Common data fabric use cases include:
- Data management process consolidation and automation
- Enhanced data discovery for ML/DL projects
- 360-degree data collection for various use cases
- Progressive data consolidation and de-silos
- Data marketplace development (as an external offering)
Checklist for Selecting the Optimal Cloud Data Platform Architecture for Your Business
- Where is your data stored? Map all the data sources you would want to connect for better reporting. Then analyze if you can enable access through a virtualized layer (pre-made connectors, APIs, or custom data integration pipelines) or need to copy the data into a single system.
- What are your data formats? For each source, determine whether the stored data is structured (stored in relational databases) or unstructured (hosted in non-relational databases). A data lake can accommodate both formats, whereas moving non-relational data to a DWH will require extra transformations, more time and costs.

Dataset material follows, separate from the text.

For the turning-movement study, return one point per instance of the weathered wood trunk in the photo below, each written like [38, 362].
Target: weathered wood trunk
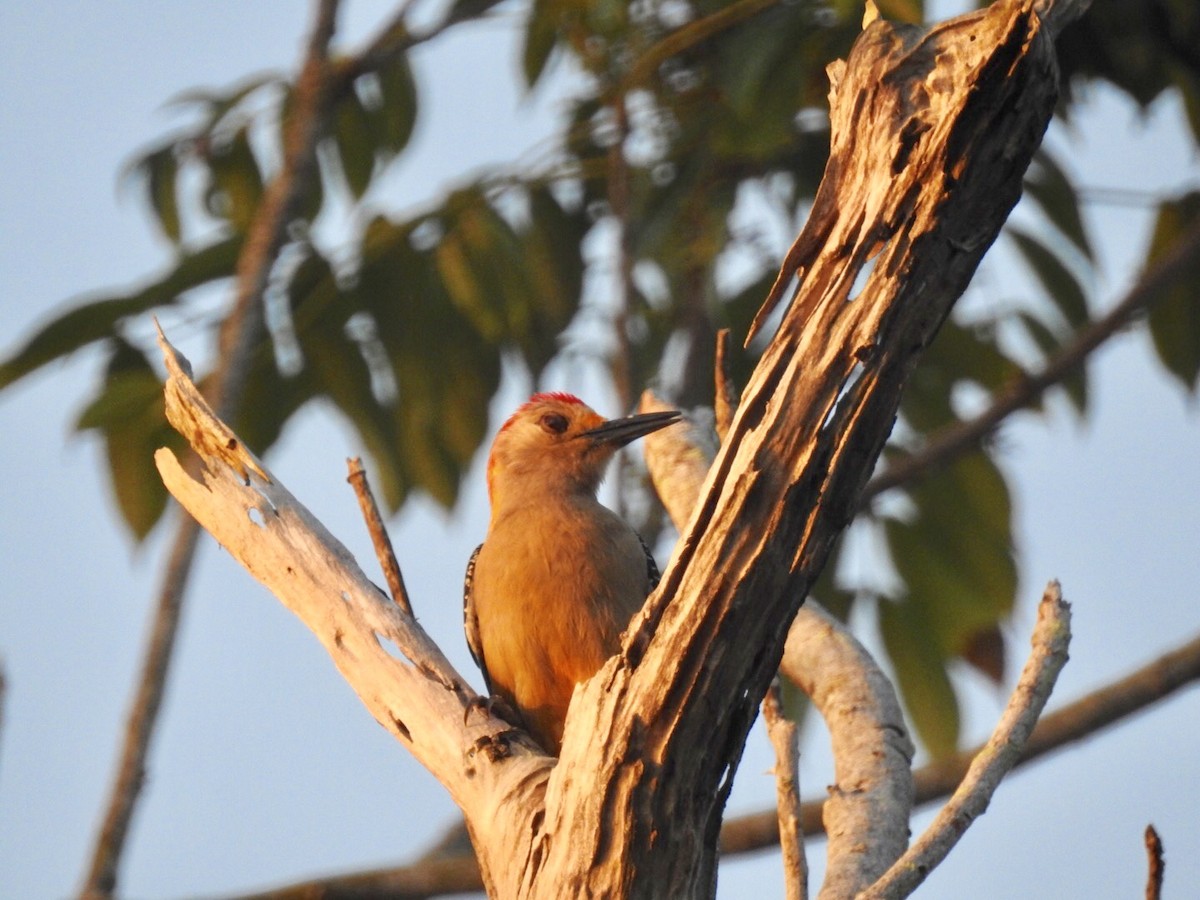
[931, 132]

- What are your main use cases? As mentioned earlier, DWHs and data lakes are inherently better suited for respective analytics use cases. Thus, collecting feedback from different users – line of business leaders and data engineering team – will help to understand their scope of needs and current limitations.
- Do you have full visibility into your data? To prevent irrelevant and invalid insights from cluttering your data storage systems, you need to implement a set of controls for data mapping, discovery, validation, and metadata management. This is what data fabric is meant to do.
- Are there any compliance requirements? Regulators prohibit businesses from processing sensitive customer data such as personal identifiable information (PII). Therefore, you must ensure that any data that goes into your cloud storage is scrubbed clean from such insights or properly anonymized. Onward, data fabric solutions can be programmed to automatically check all processed data against codified compliance requirements.
- How do you plan to ingest data? For each use case, you need to determine whether new data ingestions will happen at a regular cadence (e.g., weekly) or dynamically (as soon as new insights become available). DWHs and data lakes can both handle concurrent workflows, but DWH solutions require more time for data processing.
- How do you plan to secure your data access? In each case, you will need to implement access management policies for accessing different types of insights. Additionally, you will have to secure all data exchanges, enable data encryption (where necessary) and implement protection policies for data at rest.
To enable effective data processing in the cloud, you will need to design the optimal approach to retrieve, move, store, and operationalize data across an array of systems, documented in your data governance strategy. Based on it, you can then select the best type of data cloud storage to fulfill specific use cases, and then converge them into a more complex data platform architecture, governed by data fabric.